Reader feedback mechanism

Ravpapa's survey is really interesting: I'm glad he did it.

It seems to me that any mechanism we use for gathering reader input will be gameable: that's inherent and unavoidable. But I don't believe we should let the perfect be the enemy of the good. I think there is real and obvious value in gathering assessments of quality WRT specific articles: it's easy to imagine how we could use that information to drive quality up.

So ultimately -- if gathering reader feedback brings us 100 units of value, but 10 of those units need to be discarded as useless because they're tainted (e.g., controversial articles such as Creationism, Abortion, Scientology) .... we would still be 90 units ahead of where we are today. Which would be great.
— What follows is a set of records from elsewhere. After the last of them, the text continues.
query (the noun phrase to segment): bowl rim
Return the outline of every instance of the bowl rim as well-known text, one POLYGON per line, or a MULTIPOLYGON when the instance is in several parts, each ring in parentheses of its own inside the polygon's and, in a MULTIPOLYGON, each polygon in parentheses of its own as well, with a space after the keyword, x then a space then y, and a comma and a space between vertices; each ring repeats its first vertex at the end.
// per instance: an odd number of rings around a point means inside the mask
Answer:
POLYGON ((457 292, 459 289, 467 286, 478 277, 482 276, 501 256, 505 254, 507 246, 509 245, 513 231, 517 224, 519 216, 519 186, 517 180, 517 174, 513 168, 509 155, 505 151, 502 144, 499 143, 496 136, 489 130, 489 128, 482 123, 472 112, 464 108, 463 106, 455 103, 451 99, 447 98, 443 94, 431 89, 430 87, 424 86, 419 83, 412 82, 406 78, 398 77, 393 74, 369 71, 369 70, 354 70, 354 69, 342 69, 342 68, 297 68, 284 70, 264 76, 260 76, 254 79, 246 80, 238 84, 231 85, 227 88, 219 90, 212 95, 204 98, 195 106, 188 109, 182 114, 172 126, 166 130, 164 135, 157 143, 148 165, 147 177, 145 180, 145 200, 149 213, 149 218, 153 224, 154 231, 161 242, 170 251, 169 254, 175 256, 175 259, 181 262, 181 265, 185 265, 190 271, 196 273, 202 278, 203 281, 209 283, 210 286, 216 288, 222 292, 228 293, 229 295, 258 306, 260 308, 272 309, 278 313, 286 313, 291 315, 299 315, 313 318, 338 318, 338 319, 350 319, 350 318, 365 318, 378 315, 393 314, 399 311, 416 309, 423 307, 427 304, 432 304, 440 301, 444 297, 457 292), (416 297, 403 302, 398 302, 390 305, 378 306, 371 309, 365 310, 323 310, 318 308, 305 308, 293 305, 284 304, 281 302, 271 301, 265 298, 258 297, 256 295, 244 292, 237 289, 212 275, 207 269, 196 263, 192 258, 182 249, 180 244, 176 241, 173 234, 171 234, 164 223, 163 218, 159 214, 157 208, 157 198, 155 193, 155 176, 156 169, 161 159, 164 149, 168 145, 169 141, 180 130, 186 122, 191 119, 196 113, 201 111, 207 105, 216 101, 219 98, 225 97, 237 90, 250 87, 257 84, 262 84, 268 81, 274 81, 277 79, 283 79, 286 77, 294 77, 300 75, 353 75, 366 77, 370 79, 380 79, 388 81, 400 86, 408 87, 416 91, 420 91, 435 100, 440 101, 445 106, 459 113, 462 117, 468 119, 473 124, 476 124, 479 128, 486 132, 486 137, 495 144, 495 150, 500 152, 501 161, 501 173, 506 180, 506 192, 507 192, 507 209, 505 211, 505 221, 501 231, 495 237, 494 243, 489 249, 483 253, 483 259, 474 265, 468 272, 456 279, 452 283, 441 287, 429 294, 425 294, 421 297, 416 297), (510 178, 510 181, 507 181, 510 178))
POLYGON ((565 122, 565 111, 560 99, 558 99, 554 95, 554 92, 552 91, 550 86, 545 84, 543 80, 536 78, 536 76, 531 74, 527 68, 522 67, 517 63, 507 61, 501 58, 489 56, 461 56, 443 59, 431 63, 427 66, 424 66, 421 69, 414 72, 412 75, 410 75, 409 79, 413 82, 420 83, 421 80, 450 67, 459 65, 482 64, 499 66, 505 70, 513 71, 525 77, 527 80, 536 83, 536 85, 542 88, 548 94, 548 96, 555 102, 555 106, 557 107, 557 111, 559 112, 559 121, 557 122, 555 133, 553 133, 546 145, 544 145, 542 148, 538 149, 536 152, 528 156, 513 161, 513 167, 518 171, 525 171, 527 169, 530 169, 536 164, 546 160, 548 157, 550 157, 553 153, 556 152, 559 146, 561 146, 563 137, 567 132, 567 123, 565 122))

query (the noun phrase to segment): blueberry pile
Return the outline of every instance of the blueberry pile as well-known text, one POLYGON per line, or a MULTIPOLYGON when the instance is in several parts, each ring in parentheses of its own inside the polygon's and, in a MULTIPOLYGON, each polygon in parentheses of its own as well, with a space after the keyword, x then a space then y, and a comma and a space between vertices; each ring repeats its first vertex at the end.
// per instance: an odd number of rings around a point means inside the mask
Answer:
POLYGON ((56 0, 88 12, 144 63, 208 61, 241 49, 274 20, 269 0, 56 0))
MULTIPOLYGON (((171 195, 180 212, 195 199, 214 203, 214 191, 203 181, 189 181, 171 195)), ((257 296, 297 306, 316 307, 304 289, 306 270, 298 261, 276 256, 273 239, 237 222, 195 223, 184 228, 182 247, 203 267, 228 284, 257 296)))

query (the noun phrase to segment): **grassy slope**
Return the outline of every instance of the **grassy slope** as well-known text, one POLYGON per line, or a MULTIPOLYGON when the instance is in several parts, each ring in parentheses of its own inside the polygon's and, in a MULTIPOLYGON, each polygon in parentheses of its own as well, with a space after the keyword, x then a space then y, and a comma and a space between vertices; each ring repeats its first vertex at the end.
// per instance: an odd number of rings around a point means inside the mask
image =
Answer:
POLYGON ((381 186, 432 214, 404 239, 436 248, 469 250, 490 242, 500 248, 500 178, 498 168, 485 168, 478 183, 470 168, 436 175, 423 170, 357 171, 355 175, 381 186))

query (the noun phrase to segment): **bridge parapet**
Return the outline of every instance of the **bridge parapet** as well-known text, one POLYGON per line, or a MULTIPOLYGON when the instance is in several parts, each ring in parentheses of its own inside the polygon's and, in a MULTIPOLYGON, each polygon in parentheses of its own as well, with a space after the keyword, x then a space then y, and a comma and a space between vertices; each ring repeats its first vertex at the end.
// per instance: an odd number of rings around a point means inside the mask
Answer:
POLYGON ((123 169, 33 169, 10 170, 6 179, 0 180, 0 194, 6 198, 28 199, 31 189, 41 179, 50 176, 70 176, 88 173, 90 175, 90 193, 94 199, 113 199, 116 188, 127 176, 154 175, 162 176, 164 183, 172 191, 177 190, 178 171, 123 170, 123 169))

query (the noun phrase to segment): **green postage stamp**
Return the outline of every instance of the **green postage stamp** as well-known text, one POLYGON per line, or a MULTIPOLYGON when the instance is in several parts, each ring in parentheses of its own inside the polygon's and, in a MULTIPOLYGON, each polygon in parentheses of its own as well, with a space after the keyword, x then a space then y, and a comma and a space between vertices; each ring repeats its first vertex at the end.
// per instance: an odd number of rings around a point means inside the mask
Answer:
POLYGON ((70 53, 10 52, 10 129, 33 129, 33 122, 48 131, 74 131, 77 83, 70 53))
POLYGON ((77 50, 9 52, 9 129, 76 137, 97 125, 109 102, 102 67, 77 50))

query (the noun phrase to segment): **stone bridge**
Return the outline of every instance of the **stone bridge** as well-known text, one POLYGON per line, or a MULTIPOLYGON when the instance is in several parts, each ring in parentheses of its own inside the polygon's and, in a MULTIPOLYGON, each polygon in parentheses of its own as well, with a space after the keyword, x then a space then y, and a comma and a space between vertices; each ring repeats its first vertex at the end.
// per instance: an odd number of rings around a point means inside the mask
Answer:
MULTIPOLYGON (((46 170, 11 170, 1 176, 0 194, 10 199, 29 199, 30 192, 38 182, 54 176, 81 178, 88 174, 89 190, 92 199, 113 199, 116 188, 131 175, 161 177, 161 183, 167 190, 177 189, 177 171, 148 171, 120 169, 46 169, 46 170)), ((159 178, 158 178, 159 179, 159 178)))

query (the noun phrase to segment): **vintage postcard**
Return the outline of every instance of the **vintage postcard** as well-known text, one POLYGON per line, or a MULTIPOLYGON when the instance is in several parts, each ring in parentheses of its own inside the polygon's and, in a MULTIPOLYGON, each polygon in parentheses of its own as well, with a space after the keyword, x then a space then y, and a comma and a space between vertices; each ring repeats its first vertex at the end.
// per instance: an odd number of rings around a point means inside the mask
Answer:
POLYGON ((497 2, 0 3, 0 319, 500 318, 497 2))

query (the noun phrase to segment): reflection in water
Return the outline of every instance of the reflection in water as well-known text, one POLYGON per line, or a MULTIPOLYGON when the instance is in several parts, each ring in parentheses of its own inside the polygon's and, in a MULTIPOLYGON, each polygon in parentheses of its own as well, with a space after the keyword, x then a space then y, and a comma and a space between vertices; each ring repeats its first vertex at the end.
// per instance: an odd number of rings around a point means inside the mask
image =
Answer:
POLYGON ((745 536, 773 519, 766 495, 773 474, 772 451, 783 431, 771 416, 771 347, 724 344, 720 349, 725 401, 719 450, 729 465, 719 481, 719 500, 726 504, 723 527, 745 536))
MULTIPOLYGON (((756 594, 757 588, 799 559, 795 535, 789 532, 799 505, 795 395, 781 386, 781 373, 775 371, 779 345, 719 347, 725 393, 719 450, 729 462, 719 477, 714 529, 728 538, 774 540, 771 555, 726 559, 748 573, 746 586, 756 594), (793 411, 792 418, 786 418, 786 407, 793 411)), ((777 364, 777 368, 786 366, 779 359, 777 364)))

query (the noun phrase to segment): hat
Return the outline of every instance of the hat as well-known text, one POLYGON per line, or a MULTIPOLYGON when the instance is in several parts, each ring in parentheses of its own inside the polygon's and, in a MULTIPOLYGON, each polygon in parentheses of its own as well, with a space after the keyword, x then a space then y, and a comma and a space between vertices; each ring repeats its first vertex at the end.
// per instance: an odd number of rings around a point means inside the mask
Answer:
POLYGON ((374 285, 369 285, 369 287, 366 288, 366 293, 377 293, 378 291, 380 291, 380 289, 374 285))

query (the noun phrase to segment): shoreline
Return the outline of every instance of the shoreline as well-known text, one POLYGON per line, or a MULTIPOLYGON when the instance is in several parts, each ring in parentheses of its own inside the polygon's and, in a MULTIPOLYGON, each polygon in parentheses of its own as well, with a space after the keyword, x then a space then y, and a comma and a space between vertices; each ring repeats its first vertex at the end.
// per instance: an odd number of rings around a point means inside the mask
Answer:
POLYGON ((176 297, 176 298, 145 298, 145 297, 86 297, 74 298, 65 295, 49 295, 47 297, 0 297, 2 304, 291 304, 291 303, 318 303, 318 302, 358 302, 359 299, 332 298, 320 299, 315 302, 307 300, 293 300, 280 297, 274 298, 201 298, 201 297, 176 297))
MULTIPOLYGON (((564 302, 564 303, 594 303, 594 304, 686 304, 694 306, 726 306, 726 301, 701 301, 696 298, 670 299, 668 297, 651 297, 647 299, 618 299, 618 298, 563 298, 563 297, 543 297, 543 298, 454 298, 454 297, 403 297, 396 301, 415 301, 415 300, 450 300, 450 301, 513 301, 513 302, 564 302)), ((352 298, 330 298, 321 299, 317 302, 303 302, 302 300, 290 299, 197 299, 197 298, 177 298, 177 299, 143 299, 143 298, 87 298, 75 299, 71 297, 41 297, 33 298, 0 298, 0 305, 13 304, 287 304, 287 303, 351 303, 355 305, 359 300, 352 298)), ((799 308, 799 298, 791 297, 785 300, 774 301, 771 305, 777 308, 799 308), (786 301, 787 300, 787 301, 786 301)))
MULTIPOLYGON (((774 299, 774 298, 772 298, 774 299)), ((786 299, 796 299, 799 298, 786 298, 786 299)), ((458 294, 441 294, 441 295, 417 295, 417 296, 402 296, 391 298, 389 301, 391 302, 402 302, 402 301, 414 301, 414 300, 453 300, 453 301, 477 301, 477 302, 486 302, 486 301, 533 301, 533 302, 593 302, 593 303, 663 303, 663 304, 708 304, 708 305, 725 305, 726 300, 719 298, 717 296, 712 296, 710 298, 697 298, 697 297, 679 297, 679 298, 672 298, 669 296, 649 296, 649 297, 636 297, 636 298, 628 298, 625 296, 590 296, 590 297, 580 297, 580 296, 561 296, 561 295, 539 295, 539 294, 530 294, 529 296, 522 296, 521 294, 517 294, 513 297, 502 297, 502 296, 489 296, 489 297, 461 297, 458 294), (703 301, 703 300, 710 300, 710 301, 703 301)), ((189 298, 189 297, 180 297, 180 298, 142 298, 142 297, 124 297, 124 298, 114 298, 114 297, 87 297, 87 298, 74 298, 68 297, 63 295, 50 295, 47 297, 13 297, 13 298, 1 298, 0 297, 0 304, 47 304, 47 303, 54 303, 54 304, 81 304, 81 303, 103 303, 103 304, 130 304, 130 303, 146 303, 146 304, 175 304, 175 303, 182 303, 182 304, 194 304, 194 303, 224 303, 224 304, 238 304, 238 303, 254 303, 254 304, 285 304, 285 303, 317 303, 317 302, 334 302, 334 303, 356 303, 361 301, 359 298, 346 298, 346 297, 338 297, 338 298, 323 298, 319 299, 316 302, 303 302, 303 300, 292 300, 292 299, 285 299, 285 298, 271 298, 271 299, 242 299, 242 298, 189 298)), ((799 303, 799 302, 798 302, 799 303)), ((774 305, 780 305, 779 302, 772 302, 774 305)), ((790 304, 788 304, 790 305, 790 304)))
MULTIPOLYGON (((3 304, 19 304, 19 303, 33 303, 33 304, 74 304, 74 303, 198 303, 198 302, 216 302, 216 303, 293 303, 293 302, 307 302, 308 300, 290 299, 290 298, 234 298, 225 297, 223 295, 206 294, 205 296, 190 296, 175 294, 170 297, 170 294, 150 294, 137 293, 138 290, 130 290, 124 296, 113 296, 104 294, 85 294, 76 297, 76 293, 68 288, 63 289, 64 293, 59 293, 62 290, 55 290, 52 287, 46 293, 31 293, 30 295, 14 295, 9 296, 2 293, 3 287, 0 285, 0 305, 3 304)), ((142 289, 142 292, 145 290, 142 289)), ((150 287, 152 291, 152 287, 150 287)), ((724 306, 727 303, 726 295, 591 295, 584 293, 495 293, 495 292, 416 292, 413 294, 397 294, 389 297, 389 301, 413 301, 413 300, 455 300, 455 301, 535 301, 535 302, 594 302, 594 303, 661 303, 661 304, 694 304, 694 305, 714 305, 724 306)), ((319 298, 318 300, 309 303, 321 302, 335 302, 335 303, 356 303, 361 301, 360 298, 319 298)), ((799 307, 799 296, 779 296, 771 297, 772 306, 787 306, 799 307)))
FWIW, in my past workplaces (mostly newsrooms) we have tended to use two kinds of quality assessment tools.

1) Quantitative data, collected via survey/questionnaire. The downside of survey/questionnaire data is that it yields non-expert assessments: basically, it gives you people's opinions. But it makes up for its lack of quality by giving you volume -- it scales. You can gather data quickly if you have a large enough readership, and mostly the data is pretty good. You don't get nuance, but you get the basics. With quant/opinion data, you don't want to try to make the data do more than it's capable of. Which means you would 1) aim to collect information that the general public can actually give you -- e.g., you would probably not ask highly specific editorial questions such as "are the sources high-quality" or "are there sufficient citations," and 2) you would interpret the data that comes in as opinion rather than fact -- e.g., "this article seems fair" rather than "this article is fair."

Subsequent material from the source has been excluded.